The supervisors’ resolution cited a section of state law that allows LDCs to be created for purposes including “lessening the burdens of government and acting in the public interest.”

CSEA spokesman Stephen Madarasz said the union has filed similar lawsuits in other counties that are planning to dispose of their nursing homes to save money.

“We’ve had a number of cases where in our opinion counties were flaunting the law,” Madarasz said. “Part of the principle here is that we don’t believe by law a municipality can sell a public property if there is clearly a need for it.”

The case is a challenge to the county’s efforts to get out from under financial responsibility for the nursing home, which loses millions of dollars each year. If Maplewood Manor isn’t sold, county officials said property taxes will need to rise at least 20 percent next year.

County officials blame the losses, which have been as high as $8 million to $10 million per year, on low reimbursement rates for elderly patients covered by the federal Medicaid program.

Outside legal consultant Harris Beach was hired last year to study the situation, and recommended the county create the LDC as a mechanism to sell the nursing home.
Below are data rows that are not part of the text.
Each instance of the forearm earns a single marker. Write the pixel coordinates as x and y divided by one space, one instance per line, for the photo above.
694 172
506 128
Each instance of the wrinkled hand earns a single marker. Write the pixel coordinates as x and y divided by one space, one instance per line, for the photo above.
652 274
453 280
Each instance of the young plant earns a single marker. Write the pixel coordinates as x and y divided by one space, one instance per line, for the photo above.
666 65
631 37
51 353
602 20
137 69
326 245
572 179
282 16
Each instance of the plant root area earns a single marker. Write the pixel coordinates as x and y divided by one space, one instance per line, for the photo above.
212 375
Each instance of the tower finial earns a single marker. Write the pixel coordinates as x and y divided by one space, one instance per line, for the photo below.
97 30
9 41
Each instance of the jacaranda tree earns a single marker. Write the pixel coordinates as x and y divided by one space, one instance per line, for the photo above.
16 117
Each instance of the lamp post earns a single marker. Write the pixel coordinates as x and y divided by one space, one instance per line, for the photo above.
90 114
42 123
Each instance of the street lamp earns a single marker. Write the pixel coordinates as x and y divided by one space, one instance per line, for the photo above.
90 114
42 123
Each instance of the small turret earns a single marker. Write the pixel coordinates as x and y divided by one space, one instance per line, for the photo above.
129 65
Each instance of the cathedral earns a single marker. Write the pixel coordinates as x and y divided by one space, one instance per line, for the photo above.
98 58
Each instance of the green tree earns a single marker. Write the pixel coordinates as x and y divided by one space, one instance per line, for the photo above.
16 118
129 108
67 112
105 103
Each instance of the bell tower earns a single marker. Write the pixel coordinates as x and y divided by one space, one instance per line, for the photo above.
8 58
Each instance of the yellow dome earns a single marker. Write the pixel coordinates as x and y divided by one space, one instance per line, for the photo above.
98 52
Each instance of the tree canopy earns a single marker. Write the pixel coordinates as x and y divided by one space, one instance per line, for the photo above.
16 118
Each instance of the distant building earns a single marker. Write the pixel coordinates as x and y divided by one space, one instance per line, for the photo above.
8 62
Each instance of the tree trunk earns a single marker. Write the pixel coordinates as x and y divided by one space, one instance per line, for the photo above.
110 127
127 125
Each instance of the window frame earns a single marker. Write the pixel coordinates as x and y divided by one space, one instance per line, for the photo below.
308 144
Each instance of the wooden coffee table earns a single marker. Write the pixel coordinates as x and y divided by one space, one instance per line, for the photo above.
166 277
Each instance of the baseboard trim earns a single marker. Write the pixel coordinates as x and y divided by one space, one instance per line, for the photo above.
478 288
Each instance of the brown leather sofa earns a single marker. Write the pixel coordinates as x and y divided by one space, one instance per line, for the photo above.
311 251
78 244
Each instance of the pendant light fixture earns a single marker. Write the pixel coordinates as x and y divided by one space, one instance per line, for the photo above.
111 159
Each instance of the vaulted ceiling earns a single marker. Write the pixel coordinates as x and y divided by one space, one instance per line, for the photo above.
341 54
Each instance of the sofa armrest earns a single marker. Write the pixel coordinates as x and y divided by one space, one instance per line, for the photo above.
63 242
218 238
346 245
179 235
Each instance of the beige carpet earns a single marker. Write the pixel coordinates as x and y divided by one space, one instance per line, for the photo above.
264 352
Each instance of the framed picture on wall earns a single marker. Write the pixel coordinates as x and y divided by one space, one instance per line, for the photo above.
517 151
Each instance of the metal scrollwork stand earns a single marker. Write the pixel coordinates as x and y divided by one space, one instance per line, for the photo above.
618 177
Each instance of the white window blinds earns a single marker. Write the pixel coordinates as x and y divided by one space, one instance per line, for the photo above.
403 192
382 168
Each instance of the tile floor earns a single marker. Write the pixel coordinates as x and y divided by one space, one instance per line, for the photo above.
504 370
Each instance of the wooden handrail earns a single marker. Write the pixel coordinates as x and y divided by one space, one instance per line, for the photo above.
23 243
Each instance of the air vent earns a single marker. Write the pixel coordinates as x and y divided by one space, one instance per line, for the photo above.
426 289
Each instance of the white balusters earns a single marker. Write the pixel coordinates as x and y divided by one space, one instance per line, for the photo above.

Last November the supervisors created the new Maplewood Manor Local Development Corp. In January, they transferred ownership of the facility to the new corporation.

The plan is for the LDC, which has more negotiating flexibility than the county would, to solicit proposals from purchasers, and then sell Maplewood Manor to a private buyer. The expected timeline would have the sale completed by late 2014.

The prospect of a private sale has worried the 325 county employees who work at the facility. There is the fear of job losses, Madarasz acknowledged, and also “horror stories” about diminished quality of care when other public nursing homes have been privatized.

The lawsuit, filed last Wednesday in the Saratoga County clerk’s office, is being brought by CSEA; its regional president, Kathy Garrison; and Maplewood Manor employees Nick Berardi and Susan Blowers.

The action names as defendants the county, the Board of Supervisors, board Chairman Alan R. Grattidge, and the local development corporation.

The Maplewood Manor LDC, coincidentally, has a meeting scheduled for today to discuss selection of a real estate consultant to help market Maplewood Manor.

A state Supreme Court judge in Syracuse will hear oral arguments today in a very similar case brought by the CSEA involving Onondaga County’s efforts to sell its public nursing home through an LDC, Madarasz said.